Usted decide: Flechita vacador

Por: Sarko Medina Hinojosa. Periodista

El Jurado Nacional de Elecciones vacó al alcalde provincial de Arequipa, Víctor Hugo Rivera Chávez, por utilizar recursos públicos para el cuidado de su mascota “Flechita”. Herbert Hernán Jaime Arenas fue contratado para labores de seguridad mediante órdenes de servicio por 14,400 soles, pero terminó paseando al perro dentro de instalaciones municipales durante horario laboral. El caso tardó más de dos años en resolverse.

No es el primer caso ni será el último. En Chimbote, suspendieron al alcalde Felipe Mantilla por usar una camioneta municipal para ir a jugar fútbol. Tres presidentes han sido vacados en los últimos años: Martín Vizcarra, Pedro Castillo y Dina Boluarte. Asimismo, José Jerí enfrentó mociones de vacancia y censura casi desde que asumió, por actuar arbitrariamente desde Palacio de Gobierno.

El patrón es el mismo: autoridades que confunden el cargo con una propiedad personal. Que utilizan recursos públicos para asuntos privados, creyendo que el puesto les otorga ese derecho. Que prometen una cosa y hacen otra cuando les conviene. No se trata de casos de corrupción millonaria, sino de un malentendido fundamental sobre lo que significa servir al Estado.

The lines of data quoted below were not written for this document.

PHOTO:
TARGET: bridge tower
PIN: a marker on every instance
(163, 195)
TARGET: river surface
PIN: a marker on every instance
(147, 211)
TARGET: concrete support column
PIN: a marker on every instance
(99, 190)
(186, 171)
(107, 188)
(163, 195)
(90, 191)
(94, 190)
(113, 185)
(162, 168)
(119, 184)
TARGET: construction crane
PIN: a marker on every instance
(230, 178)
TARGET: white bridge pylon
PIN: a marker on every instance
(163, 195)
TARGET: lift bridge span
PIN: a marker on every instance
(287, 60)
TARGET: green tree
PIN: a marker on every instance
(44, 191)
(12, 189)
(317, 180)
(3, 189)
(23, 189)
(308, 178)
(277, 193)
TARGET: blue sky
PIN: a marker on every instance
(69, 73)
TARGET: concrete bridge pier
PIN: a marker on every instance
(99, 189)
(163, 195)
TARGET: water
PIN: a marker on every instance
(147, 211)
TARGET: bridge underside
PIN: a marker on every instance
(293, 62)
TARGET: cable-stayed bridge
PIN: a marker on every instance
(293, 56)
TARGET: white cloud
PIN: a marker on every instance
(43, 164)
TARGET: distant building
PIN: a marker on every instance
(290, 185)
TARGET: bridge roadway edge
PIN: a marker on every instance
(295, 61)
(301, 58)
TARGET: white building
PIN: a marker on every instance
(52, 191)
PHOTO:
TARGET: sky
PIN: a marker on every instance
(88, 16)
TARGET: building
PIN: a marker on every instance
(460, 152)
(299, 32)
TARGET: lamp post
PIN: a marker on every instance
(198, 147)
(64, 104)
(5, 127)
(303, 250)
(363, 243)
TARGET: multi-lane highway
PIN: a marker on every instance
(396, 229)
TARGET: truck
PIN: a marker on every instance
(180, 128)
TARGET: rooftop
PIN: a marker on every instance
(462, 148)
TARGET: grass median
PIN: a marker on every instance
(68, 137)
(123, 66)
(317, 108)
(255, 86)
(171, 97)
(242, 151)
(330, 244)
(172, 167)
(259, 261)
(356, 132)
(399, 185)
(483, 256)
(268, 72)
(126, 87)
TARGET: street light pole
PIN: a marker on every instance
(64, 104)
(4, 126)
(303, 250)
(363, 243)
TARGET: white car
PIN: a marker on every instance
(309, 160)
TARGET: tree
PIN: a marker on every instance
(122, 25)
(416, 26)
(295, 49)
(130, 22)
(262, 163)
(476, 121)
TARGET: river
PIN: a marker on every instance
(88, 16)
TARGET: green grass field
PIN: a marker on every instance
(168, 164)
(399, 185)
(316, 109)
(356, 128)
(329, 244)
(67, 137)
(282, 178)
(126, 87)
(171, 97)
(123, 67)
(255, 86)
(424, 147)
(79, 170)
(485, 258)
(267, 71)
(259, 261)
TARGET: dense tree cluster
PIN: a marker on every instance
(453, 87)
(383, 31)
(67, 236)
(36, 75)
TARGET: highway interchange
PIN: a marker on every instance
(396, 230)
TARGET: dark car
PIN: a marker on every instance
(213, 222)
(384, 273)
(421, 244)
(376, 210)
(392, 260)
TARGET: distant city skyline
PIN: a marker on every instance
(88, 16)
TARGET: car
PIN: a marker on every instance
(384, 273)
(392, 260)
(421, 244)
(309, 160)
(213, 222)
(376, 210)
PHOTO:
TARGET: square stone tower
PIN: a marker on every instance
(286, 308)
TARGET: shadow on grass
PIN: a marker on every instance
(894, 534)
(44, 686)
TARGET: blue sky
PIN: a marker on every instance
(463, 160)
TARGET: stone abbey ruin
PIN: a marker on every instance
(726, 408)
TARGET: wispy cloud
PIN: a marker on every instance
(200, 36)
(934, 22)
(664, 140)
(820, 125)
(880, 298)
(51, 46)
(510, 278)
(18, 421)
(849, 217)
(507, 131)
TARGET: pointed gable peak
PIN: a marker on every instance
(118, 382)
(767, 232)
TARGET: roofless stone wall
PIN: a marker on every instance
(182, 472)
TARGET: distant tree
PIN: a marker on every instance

El problema no radica en la gravedad del monto. Catorce mil cuatrocientos soles resulta poco en comparación con otros casos de corrupción. Lo grave es la incapacidad de distinguir entre lo público y lo privado en cuestiones básicas. Contratar personal municipal para pasear al perro, usar la camioneta oficial para ir a jugar fútbol o construir un jacuzzi en una oficina municipal son síntomas de algo más profundo.

Porque cuando una autoridad no entiende que cada sol del presupuesto, cada trabajador contratado y cada recurso asignado no le pertenecen, el problema deja de ser únicamente ético e individual. Se convierte en un problema de cultura política. Hemos normalizado que los cargos públicos se utilicen como trampolines personales y no como responsabilidades al servicio de la ciudadanía.

Rivera Chávez y Mantilla: casos distintos, mismo malentendido. El poder es un préstamo temporal para servir, no una concesión permanente para servirse.

Al final, usted decide qué creer.

CITA

“El poder es un préstamo temporal para servir, no una concesión para servirse.”

CITA

“Las autoridades confunden el cargo público con una propiedad personal.”

DATO

El JNE concluyó que recursos municipales fueron utilizados para actividades ajenas a la función pública.